Inactive Italian Army engineer unit

The 131st Engineer Battalion "Ticino" (131° Battaglione Genio Pionieri "Ticino") is an inactive military engineering unit of the Italian Army last based in Novara in Piedmont. The battalion was formed in 1958 and assigned to the Armored Division "Centauro". In 1975, the battalion was named for the Ticino river and received the number 131st, which had been used by the 131st Engineer Company that served with the 131st Armored Division "Centauro" during the Tunisian campaign in World War II. With the name and number the battalion was also assigned the flag and traditions of the 9th Engineer Regiment, which had been active between 1926 and 1943. In 1986, the Armored Division "Centauro" was disbanded and the battalion was assigned to the 3rd Army Corps. In 1993, the battalion was disbanded and part of its personnel joined the 10th Engineer Regiment. The battalion's anniversary falls, as for all engineer units, on 24 June 1918, the last day of the Second Battle of the Piave River.

== History ==
=== Interwar years ===
On 1 October 1922, the Royal Italian Army formed the 9th Army Corps Engineer Grouping in Trani. The grouping received a Sappers Battalion and a Telegraphers Battalion, which had been formed on 1 April 1920 for the XI Army Corps. On the same date, 1 October 1922, the XI Army Corps was renumbered as IX Army Corps. The grouping also received a miners company from the disbanded Miners Engineer Regiment.
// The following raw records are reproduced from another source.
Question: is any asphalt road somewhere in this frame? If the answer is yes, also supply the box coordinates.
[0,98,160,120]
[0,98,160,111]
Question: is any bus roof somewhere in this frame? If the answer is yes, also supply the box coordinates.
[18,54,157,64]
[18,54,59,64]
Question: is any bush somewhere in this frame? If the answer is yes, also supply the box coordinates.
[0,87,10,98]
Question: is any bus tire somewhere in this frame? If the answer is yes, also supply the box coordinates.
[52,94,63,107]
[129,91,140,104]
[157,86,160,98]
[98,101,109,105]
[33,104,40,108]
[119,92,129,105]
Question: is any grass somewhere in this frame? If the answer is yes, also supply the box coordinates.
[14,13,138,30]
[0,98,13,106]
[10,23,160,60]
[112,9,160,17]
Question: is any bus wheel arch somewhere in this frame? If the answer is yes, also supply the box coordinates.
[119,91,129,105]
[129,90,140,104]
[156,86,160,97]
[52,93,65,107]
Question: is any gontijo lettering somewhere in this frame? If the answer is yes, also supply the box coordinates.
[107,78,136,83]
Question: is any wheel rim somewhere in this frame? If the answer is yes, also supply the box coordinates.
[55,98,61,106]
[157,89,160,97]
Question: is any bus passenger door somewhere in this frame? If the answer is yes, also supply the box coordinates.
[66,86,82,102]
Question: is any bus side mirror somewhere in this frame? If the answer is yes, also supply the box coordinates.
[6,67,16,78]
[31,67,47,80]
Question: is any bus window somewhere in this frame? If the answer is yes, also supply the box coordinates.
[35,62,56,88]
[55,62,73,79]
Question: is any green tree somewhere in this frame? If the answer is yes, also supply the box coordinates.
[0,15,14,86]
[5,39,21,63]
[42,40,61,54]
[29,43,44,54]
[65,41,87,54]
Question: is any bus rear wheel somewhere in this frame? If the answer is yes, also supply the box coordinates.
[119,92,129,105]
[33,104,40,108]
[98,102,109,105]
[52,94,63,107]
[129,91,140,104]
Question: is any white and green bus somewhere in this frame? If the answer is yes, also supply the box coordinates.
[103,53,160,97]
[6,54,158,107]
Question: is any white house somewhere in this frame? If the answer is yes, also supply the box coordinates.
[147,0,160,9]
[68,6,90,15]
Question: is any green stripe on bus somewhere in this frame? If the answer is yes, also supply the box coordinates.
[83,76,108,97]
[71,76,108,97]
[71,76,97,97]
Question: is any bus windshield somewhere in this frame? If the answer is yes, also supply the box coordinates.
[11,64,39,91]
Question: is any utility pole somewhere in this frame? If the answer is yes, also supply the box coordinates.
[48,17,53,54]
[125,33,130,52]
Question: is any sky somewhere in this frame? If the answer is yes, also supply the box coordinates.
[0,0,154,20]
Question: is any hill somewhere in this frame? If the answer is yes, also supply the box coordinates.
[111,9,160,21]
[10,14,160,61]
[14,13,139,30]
After its formation the grouping consisted of a command, a sappers-miners battalion, a telegraphers battalion, which included three dovecotes located in Brindisi, Ancona, and Taranto, a photo-electricians company, and a depot. On 30 September 1926, the grouping was renamed 9th Engineer Regiment. On 28 October 1932, the regiment received the 9th Company/ V Battalion of the disbanded 1st Radio-Telegraphers Regiment.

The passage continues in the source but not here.